Machado also said he understands from survey feedback that residents want more enforcement and a more streamlined system. This means online passes and an app-based permit program, as well as more organized parking; for seniors or those who need help getting enrolled digitally if applicable, staff will always be around and available on weekdays, Machado said. These elements will be detailed in the Wednesday night proposal, too.
On some of these points, residents who filled out the survey and spoke to the Sentinel agree. But most people do not support changing daily passes to hourly fees, the survey shows. The thought process behind changing it is around affordability, Machado explained. People who want to enjoy the beach for a single hour shouldn’t have to pay for the $10 daily pass like they do now.
“We suspect it will probably be the first hour free,” he said.
The survey shows a 50/50 split on feelings around one of the major possible changes to the permit — extending it to a year-round program.
“We really look forward to the months the permit is in place, it gives us a little bit of a chance when we leave for the grocery store on the weekends,” Butler said of the tight parking. “Especially in this past year, it’s (been) not just needed for May through September… it’s every day. It doesn’t matter what day of the week it is.”
A discussion of delay
For the last few years, Machado and his staff have studied the best way to update the permits to mitigate the economic damage. He said that the public is being engaged now to get people interested. However, not everyone feels as though they’ve had enough time to consider the Public Works Department’s proposed changes to the program.
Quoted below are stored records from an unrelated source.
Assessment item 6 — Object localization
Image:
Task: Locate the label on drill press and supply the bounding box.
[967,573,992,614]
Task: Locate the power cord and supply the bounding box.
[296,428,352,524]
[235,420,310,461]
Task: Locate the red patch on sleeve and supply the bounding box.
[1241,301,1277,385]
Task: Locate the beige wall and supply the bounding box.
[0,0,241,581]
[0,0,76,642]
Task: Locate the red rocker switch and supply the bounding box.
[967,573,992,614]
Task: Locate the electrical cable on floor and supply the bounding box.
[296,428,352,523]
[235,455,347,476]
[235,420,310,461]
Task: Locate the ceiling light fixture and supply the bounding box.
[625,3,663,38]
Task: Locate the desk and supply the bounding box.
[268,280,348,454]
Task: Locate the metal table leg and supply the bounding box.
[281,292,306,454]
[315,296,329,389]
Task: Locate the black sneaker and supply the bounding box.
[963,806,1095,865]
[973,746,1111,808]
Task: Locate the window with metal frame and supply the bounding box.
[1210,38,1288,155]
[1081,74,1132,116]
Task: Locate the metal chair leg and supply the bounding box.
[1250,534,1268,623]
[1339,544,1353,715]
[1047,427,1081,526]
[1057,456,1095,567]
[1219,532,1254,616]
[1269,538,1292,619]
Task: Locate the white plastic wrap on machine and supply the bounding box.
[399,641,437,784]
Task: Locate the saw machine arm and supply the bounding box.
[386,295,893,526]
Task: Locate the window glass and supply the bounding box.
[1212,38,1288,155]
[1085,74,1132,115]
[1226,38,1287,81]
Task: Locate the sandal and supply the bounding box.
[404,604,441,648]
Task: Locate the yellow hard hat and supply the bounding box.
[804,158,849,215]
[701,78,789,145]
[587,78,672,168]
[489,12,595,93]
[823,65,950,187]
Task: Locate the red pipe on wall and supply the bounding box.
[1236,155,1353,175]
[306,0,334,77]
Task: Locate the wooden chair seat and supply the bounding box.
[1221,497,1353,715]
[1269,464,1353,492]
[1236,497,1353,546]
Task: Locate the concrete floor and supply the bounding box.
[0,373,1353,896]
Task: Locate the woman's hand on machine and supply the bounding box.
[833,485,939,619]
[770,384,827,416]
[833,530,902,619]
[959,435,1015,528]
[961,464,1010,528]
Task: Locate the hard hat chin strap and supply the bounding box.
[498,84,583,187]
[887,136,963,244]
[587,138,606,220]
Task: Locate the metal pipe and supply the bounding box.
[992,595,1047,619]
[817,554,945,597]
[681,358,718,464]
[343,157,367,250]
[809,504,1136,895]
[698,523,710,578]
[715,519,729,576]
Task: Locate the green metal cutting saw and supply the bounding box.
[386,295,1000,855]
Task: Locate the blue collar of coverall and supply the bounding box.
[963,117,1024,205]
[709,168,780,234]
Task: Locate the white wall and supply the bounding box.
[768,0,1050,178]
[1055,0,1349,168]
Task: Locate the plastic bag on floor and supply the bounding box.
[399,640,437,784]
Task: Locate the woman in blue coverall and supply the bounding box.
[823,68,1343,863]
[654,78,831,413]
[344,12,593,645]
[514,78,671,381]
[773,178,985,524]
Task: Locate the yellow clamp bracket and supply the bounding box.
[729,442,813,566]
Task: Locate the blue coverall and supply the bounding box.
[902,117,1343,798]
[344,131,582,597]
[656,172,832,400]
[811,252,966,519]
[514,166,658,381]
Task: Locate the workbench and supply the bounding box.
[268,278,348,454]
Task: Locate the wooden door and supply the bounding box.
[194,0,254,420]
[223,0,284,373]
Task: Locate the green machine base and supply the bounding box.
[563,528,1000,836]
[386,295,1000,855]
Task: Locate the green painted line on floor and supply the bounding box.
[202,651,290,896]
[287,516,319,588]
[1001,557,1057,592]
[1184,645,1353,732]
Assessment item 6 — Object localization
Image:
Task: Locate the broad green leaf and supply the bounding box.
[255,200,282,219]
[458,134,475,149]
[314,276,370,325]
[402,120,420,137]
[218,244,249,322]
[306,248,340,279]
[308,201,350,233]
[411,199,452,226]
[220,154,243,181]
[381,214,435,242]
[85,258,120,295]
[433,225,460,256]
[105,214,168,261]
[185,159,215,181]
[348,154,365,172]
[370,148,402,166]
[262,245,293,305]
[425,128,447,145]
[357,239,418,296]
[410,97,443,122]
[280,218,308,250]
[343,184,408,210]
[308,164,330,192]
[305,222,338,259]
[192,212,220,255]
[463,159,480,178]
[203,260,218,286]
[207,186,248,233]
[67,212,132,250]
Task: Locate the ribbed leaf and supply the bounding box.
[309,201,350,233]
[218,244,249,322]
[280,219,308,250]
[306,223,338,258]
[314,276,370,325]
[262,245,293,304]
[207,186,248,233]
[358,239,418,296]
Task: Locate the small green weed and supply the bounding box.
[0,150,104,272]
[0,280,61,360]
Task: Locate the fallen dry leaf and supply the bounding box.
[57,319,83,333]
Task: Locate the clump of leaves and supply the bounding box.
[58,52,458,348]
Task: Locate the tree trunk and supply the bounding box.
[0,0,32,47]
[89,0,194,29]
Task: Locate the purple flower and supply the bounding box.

Four Pleasure Point neighbors — Butler, Patti Brady, Shelley Flock and Catherine Romero — sent a letter to their supervisor, Manu Koenig, with a carbon to Machado. They asked the county employees to “put the brakes on” a project they felt was lacking transparency. While the women support the expansion of the 1979/83 version of the Live Oak Parking Program — a program introduced to reduce traffic and parking during peak beach season, according to the county — they have asked the community get a six-week review period to look over Machado and his staff file an application.
“We feel that maintaining the current program for 2021 would be most advantageous for making an educated well thought through proposal to the Coastal Commission that has support of your constituents,” they wrote.
After working to “get the house in order,” Machado said, his staff is trying to do its best to find a balance between what the public wants and what the Coastal Commission wants.
“(The commission) wants equal access for everybody, to be affordable and yet fair,” he said. “They want everybody to pay the same (fees)… we fully expect that when we submit for the permit it will get appealed to the commission and we will have to go and present our case. There’s a chance they could deny it. That’s why we are trying to hit as many of their priorities as possible.”
When Butler alleged in an email that the county was taking the path of least resistance when it came to approaching the Coastal Commission, he said representatives had stood their ground.
“The (parking) rates are primarily determined by the program need, not Coastal Commission conditions,” he said. “There is a fair chance the entire program could be discontinued.”
Discontinuation would be disappointing for residents that favor the program’s existence, including 40-year Schwan Lake neighbor Joe Hall.
“I can tell you before the parking program it was very hard on many summer days to park in any of our neighborhood,” Hall said. “Visitors knew there was no enforcement and they parked wherever they wished — in people’s driveways, blocking driveways, in front of fire hydrants… the parking program made a huge difference creating a little order where there had been chaos before.”